PEACH UPSIDE DOWN CAKE
Makes 8 Servings
1 Serving = 6 PointsPlus™
1/4 cup light butter
2 cups pitted, peeled & sliced peaches
1 1/4 cups all-purpose flour
1 1/4 tsp baking powder
1/4 tsp salt
1/2 cup light butter, softened
3/4 cup Splenda granulated
1/4 cup fat-free egg substitute
1 tsp vanilla
1/2 cup fat-free milk
Preheat oven to 350º.
Place 1/4 cup light butter in a 9” round cake pan. Place on the stove and melt the butter.....keeping an eye on this so the butter doesn't brown/burn. Remove from stove. Add brown sugar; stir until completely moistened; spread evenly in the pan. Arrange peach slices evenly over this. Set aside.
In a medium bowl, combine flour, baking powder and salt. Set aside.
In a large bowl, beat 1/2 cup light butter with an electric mixer on medium for 30 seconds. Beat in Splenda granulated until well combined. Add egg substitute and vanilla, beating until combined.
Alternately add the flour mixture and milk to the beaten butter mixture, beating on low speed after each addition until just combined.

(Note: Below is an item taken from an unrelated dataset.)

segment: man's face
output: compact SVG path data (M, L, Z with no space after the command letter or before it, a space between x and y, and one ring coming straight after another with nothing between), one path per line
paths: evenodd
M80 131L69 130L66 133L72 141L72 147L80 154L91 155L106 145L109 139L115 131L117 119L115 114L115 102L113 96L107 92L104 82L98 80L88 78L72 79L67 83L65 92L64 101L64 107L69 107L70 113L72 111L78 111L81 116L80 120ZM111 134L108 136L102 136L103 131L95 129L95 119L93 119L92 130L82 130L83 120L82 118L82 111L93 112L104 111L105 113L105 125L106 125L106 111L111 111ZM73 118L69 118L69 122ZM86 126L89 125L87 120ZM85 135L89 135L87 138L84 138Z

Spread the batter evenly and carefully over the peaches (some of the butter/brown sugar may seep up).
Bake 45 – 50 minutes or until a wooden toothpick inserted in the center comes out clean. Cool in the pan on a wire rack for 5 minutes. Loosen the cake from the sides of the pan if necessary and then invert carefully onto a large serving plate. Let cool 10 – 15 minutes more before serving.
MY SPIN: I sprinkled some cinnamon on the peaches before spreading the batter over them.....but that's a personal preference and everyone knows I love cinnamon!